Real estate website from XML feed


Recommended Posts

I'm going to be building a real estate website soon and am exploring my options. The site will have some pages that will be native to PW, but all their property listing information will come from an XML feed from an external provider.

What's the best way to approach this? I've come across http://modules.processwire.com/modules/rss-feed-loader/ but is it possible to do searching, categorisation and pagination using that?

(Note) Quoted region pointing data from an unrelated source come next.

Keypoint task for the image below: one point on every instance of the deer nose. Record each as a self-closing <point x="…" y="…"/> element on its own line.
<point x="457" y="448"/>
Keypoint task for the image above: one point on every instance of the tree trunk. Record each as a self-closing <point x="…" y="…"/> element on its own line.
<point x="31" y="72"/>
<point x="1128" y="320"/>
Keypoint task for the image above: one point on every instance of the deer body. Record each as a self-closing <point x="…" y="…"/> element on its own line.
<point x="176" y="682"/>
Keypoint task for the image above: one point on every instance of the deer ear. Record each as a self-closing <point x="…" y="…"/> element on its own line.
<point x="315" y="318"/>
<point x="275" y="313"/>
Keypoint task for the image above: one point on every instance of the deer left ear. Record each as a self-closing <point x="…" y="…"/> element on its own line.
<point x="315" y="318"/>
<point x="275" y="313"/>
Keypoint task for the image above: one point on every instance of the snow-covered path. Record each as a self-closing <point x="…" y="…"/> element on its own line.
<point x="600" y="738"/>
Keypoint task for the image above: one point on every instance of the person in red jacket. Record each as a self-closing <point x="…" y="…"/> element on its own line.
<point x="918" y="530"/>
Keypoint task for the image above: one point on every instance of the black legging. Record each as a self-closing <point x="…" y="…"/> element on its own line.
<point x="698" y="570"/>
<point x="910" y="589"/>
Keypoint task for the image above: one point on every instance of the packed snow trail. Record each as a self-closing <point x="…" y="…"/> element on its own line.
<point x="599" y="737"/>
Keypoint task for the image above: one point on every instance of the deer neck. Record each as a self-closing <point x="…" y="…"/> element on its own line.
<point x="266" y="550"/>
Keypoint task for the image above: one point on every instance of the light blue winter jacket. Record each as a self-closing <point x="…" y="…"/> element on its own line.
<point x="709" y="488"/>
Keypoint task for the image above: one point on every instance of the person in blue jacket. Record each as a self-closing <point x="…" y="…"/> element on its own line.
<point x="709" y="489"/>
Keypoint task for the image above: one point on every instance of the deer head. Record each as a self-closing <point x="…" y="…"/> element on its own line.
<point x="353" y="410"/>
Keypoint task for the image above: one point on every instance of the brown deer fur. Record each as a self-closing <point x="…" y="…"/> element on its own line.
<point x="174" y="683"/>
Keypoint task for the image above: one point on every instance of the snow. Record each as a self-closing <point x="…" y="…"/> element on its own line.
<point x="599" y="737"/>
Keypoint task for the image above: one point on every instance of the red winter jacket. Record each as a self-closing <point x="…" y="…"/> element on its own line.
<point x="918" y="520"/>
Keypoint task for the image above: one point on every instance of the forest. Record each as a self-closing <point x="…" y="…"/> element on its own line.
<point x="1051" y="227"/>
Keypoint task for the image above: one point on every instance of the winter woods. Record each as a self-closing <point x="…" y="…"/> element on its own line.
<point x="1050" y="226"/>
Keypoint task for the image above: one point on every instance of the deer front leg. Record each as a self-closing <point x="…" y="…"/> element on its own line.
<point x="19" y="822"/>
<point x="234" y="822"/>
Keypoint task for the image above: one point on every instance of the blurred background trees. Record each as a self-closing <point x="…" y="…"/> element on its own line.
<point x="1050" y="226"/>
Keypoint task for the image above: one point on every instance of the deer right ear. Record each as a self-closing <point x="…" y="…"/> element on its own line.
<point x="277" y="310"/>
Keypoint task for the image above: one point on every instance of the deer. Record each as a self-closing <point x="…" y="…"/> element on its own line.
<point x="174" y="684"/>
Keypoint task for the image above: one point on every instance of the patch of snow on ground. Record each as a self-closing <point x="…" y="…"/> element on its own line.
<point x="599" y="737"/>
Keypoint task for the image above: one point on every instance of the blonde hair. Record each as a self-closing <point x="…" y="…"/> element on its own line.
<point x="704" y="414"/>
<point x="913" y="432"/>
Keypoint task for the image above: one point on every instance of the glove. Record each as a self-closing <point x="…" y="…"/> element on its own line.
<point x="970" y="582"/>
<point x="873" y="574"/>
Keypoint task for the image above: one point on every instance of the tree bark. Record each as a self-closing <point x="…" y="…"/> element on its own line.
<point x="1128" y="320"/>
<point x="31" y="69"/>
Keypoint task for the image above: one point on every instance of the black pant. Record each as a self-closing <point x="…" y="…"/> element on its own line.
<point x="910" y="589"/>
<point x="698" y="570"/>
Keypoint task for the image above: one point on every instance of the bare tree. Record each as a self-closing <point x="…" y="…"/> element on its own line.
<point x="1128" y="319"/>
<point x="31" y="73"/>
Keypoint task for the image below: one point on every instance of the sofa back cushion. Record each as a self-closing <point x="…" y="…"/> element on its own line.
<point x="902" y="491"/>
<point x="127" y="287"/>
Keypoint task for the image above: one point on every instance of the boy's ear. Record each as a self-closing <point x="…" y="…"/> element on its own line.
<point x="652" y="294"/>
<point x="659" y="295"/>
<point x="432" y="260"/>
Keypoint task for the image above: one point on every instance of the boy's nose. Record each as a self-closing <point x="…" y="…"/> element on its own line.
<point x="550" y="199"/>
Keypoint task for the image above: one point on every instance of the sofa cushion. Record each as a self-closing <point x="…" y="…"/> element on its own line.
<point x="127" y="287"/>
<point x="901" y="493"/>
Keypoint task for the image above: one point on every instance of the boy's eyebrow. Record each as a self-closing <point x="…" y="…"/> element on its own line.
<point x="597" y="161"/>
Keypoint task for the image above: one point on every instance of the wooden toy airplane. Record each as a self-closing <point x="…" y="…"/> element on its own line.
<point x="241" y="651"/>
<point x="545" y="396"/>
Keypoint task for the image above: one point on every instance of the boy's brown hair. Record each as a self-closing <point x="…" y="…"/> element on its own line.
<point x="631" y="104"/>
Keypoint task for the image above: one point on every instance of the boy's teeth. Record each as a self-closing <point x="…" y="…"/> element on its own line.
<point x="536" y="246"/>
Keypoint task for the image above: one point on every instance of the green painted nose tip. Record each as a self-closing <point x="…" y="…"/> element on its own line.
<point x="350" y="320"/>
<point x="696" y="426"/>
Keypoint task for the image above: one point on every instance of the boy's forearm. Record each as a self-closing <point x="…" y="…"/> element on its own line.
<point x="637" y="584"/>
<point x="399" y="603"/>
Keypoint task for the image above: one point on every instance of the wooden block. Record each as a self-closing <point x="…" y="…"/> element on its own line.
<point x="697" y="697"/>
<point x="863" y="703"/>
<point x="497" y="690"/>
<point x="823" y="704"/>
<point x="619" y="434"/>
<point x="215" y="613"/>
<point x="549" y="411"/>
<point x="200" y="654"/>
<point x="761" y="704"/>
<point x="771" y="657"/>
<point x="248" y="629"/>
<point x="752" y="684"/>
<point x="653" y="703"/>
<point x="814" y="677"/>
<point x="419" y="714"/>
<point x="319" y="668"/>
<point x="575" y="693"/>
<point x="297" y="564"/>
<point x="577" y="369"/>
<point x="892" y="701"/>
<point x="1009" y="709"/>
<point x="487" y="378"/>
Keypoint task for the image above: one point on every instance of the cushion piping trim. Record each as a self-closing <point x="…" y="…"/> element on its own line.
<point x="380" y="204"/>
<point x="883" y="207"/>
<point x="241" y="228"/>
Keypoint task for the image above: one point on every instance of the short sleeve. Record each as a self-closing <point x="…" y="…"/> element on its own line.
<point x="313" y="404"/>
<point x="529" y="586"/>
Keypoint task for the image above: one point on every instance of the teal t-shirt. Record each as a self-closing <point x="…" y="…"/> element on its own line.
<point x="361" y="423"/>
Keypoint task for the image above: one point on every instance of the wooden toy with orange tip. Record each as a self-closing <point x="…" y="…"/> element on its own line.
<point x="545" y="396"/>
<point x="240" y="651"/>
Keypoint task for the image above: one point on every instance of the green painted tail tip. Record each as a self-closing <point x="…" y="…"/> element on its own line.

Or is there a better way to approach it?

Link to comment
Share on other sites

Does the XML feed contain *all* data always? I had to deal with a slightly different issue (include a facebook news stream with search, pagination etc), and I decided to create real PW pages from all feed items. This gave me the flexibility to use the build-in functions without building an extensive Facebook API connector. 

How much items do you have to handle? 

Happy guess: you can create a WireArray (https://processwire.com/api/arrays/) from the feed data which contains already some build-in methods (unfortuantely not the pagination thingy)


Link to comment
Share on other sites

The XML feed will contain all data related to property listings. Things like home page, about, contact, staff profiles etc will be handled in PW.

There'll be 100-150 items in the feed.

Link to comment
Share on other sites

Is the data from the XML needed to be shown in real time? I'm mean, does it change A LOT every minute or so? I don't think so, as is not an auction site apparently.

So I think is a good idea to import the data as PW pages and using a cron job or manually import only the fields that changed on a daily update and import new items if not created already. 

  • Like 1
Link to comment
Share on other sites

17 minutes ago, Sérgio said:

So I think is a good idea to import the data as PW pages and using a cron job or manually import only the fields that changed on a daily update and import new items if not created already. 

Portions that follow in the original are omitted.